We're all in the sharing economy together.

We love each other so much that we find ways to make money out of each other in astonishingly fair ways.

But, wait. Why are we whining about income inequality then? Could it be that we all care equally, but don't share equally?

This was the theme adopted by Bill Maher on his HBO "Real Time" show on Friday night.

Maher believes that the sharing economy is nothing more than Americans being forced to adapt to reduced economic circumstances. He thinks it's the "desperate economy."

He offered this elegant and rhetorical question: "You really think anybody wants to have total strangers living in their apartment for a week?"

Perhaps some do. More, though, like the joy of additional income they might shield from authorities and spend on repairing the cigarette burns a stranger has made on their sofa.

"Oh, look," Maher said. "Someone else's pubes on my soap. I'm living the dream."

He warmed to his sermon by invoking the Red Menace. He said: "How did America spend 60 years fighting communism and end up in a barter economy on Craigslist?"

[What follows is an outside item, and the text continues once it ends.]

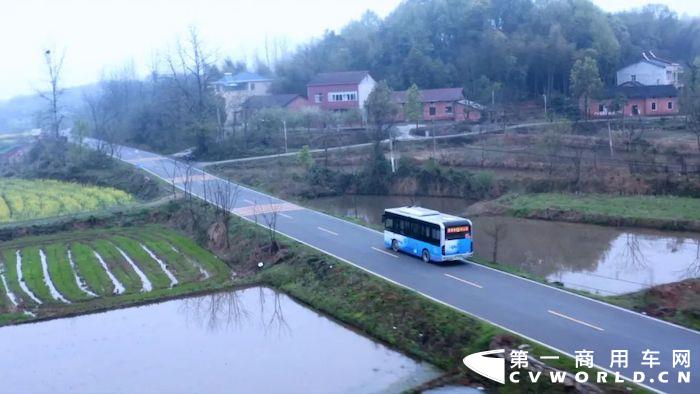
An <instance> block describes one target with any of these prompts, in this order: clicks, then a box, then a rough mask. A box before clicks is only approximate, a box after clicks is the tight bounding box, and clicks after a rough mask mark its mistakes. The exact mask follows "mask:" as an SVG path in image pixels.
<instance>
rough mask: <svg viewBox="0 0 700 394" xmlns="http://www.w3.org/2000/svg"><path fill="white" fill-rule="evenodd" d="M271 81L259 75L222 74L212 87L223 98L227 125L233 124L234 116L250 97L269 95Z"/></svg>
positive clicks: (268, 79)
mask: <svg viewBox="0 0 700 394" xmlns="http://www.w3.org/2000/svg"><path fill="white" fill-rule="evenodd" d="M270 85H272V79H270V78H267V77H265V76H262V75H260V74H256V73H252V72H248V71H243V72H240V73H238V74H235V75H233V74H232V73H224V76H223V77H221V78H220V79H219V80H217V81H214V82H213V83H212V86H213V87H214V90H215V91H216V93H217V94H218V95H219V96H221V97H223V98H224V102H225V105H226V121H227V123H229V124H230V123H231V122H235V119H236V115H237V114H238V112H240V111H241V105H243V103H244V102H245V101H246V100H247V99H248V98H250V97H252V96H265V95H268V94H270V93H269V92H270Z"/></svg>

Maher puts it all down to greed.

He said: "We've all become so good at scheming, cheating, inventing, raiding, gouging and just plain f***ing each other that we woke up one day with this sharing economy, where the one thing we're not sharing are the profits."

And there I was thinking that was just capitalism.

The lovely thing about change is that we get so wrapped up in it -- or rather by it -- that we never really know if it's a good thing until it's done its best and worst.

We may come to embrace robots as an essential and beneficial part of our lives. Or they make come to embrace us as an especially, but charmingly, dimwitted part of theirs.

We'll all be in it together. It's just that, as in any loving relationship, one party will have a little more power than the other.